T cell activation involves the delivery of two independent signals to the naive T cell. The first signal occurs with engagement of the TCR, One of the best characterized second signals is ligation of CD28 on the surface of T cells by B7 molecules (B7-1, B7-2) present on the surface of activated antigen presenting cells (APCs). Recent studies have demonstrated that injection of a human fusion protein, CTLA-4-lg, which in humans binds to both B7-1 and B7-2, prevents cardiac allograft rejection in a rat transplantation model when given 48 h after engraftment. In order to better characterize the role of B7-1 (which is maximally expressed 48 h after activation of APCs) in this model, as well as in models of tumor-induced immune responses, we have cloned the rat homolog of B7-1, and now report on its structure and function. A 1030 bp cDNA containing the entire coding sequence of the rat B7-1 was cloned with a polymerase chain reaction strategy utilizing degenerate primers derived from published murine and human B7-1 sequences. The rat B7-1 coding sequence is 67 and 81% homologous to human and murine B7-1 cDNAs, and the predicted peptide sequence is likewise 57 and 66% identical to the peptide sequences of human and murine B7-1 respectively. The greatest area of identity occurs in the extracellular portion of the molecule, particularly the lg-C like domain. Rat B7-1 shares only similar to 25% overall peptide homology with the published peptide sequences for human and murine B7-2 but retains a region of similarity in the lgC domain that is present in all 87 molecules sequenced to date. RNA blot hybridization of lipopolysaccharide-stimulated splenocytes demonstrates six distinct bands ranging from 1.2 to 6.3 kb.

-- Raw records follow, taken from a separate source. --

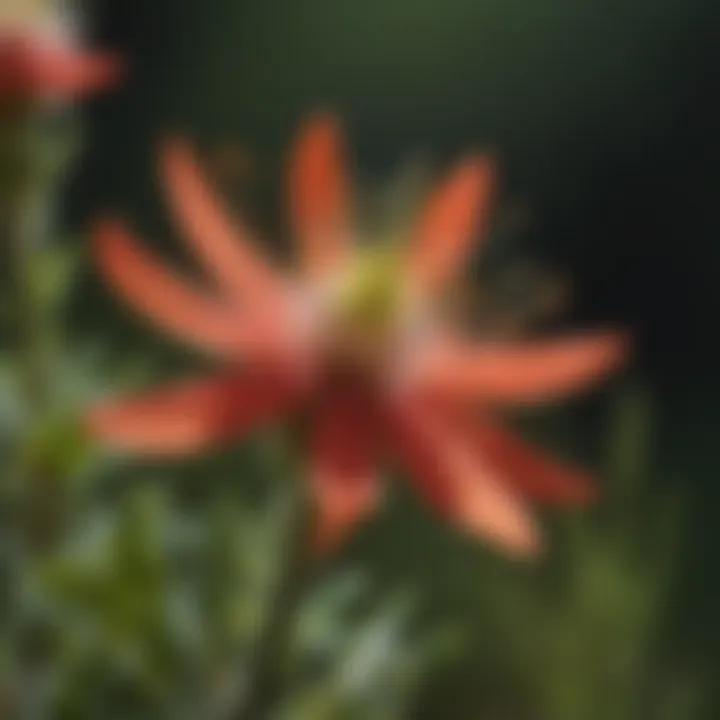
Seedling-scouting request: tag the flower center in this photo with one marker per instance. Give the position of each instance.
(368, 306)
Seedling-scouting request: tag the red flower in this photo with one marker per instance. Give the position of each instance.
(356, 341)
(34, 67)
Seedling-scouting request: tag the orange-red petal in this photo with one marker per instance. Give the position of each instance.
(192, 416)
(225, 248)
(530, 471)
(162, 296)
(455, 480)
(524, 373)
(344, 479)
(30, 69)
(319, 195)
(454, 217)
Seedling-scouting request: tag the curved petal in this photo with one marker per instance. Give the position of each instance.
(163, 297)
(30, 69)
(319, 195)
(344, 481)
(193, 416)
(225, 248)
(456, 481)
(531, 472)
(456, 213)
(522, 373)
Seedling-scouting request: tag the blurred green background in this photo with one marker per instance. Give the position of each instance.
(604, 119)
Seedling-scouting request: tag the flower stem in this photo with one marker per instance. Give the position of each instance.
(268, 675)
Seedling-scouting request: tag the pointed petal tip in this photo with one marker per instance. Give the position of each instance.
(520, 539)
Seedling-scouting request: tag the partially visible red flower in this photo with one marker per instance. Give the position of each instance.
(36, 67)
(355, 340)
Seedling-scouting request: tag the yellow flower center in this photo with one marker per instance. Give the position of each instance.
(369, 302)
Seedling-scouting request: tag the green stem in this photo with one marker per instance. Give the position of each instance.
(268, 676)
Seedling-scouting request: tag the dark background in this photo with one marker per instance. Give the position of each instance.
(604, 117)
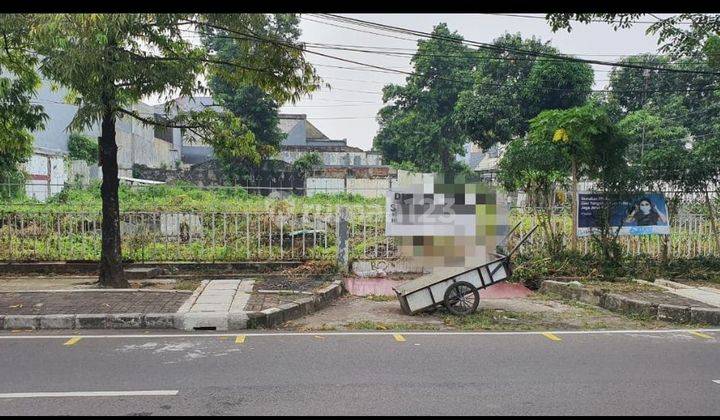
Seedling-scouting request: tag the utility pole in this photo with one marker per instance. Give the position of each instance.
(646, 75)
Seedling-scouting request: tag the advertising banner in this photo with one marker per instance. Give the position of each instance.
(644, 214)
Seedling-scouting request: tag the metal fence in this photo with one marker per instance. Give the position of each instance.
(192, 236)
(690, 237)
(268, 236)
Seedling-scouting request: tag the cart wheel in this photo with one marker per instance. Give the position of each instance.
(462, 298)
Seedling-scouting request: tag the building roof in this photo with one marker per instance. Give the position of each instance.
(289, 121)
(298, 148)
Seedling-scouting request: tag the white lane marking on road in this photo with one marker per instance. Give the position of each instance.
(328, 333)
(90, 394)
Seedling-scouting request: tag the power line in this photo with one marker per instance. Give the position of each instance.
(591, 20)
(493, 47)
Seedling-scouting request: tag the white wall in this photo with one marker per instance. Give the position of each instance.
(337, 158)
(46, 175)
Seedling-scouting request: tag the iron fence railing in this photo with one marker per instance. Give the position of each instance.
(273, 236)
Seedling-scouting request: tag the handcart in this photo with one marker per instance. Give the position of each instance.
(457, 289)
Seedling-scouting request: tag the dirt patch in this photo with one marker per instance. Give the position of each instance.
(535, 313)
(303, 283)
(666, 298)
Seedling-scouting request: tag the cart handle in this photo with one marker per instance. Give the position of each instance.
(522, 241)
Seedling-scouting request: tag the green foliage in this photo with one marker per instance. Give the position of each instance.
(539, 168)
(307, 162)
(187, 197)
(674, 37)
(417, 124)
(510, 88)
(647, 130)
(82, 147)
(254, 107)
(19, 116)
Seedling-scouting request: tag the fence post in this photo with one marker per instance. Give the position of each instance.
(343, 253)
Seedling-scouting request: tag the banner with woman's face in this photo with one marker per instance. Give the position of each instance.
(643, 214)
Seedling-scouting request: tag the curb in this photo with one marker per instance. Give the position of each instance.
(269, 318)
(88, 321)
(621, 304)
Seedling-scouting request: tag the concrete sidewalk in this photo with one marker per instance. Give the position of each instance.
(707, 295)
(218, 305)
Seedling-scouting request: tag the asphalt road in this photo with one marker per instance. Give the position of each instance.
(353, 374)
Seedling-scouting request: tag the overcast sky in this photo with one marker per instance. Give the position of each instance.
(349, 109)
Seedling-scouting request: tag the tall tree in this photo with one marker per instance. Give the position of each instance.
(675, 37)
(111, 61)
(418, 125)
(19, 116)
(510, 88)
(589, 137)
(690, 99)
(255, 107)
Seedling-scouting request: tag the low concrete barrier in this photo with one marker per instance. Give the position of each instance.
(622, 304)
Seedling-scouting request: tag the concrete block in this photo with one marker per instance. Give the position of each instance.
(159, 321)
(57, 322)
(21, 322)
(307, 305)
(564, 289)
(611, 302)
(709, 316)
(290, 311)
(256, 319)
(591, 297)
(638, 307)
(674, 313)
(91, 321)
(237, 321)
(217, 321)
(209, 307)
(122, 321)
(273, 316)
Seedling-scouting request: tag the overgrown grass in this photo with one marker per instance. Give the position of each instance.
(380, 298)
(182, 197)
(531, 269)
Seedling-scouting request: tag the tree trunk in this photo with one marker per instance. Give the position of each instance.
(573, 235)
(111, 270)
(713, 226)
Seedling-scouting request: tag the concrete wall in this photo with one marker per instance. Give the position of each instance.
(368, 187)
(47, 175)
(324, 185)
(297, 136)
(82, 172)
(136, 141)
(55, 136)
(371, 188)
(337, 158)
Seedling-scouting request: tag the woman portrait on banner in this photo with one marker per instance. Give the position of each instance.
(646, 213)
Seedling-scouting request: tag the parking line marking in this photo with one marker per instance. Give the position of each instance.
(357, 333)
(552, 336)
(701, 335)
(72, 341)
(88, 394)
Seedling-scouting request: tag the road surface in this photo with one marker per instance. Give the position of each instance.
(387, 373)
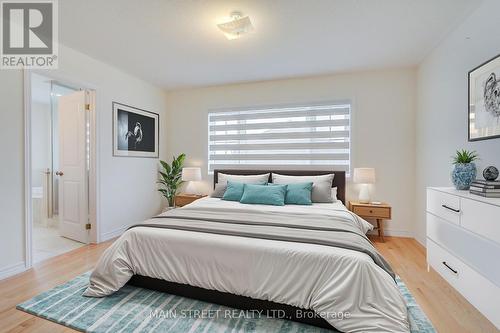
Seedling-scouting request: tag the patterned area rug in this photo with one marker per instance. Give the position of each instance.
(133, 309)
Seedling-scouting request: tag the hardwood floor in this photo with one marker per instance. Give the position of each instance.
(448, 310)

Rat B7-1 transfected CHO cells specifically bind human CTLA-4-lg as assessed by flow cytometry. Furthermore, CHO-rat B7-1(+) cells co-stimulate highly purified T cells activated with phytohemagglutinin or bacterial superantigen, and this effect is virtually completely blocked by human CTLA-4-lg. Thus, the immunosuppressive effect of human CTLA-4-lg in rat transplantation models correlates with functional blockade of rat B7-1.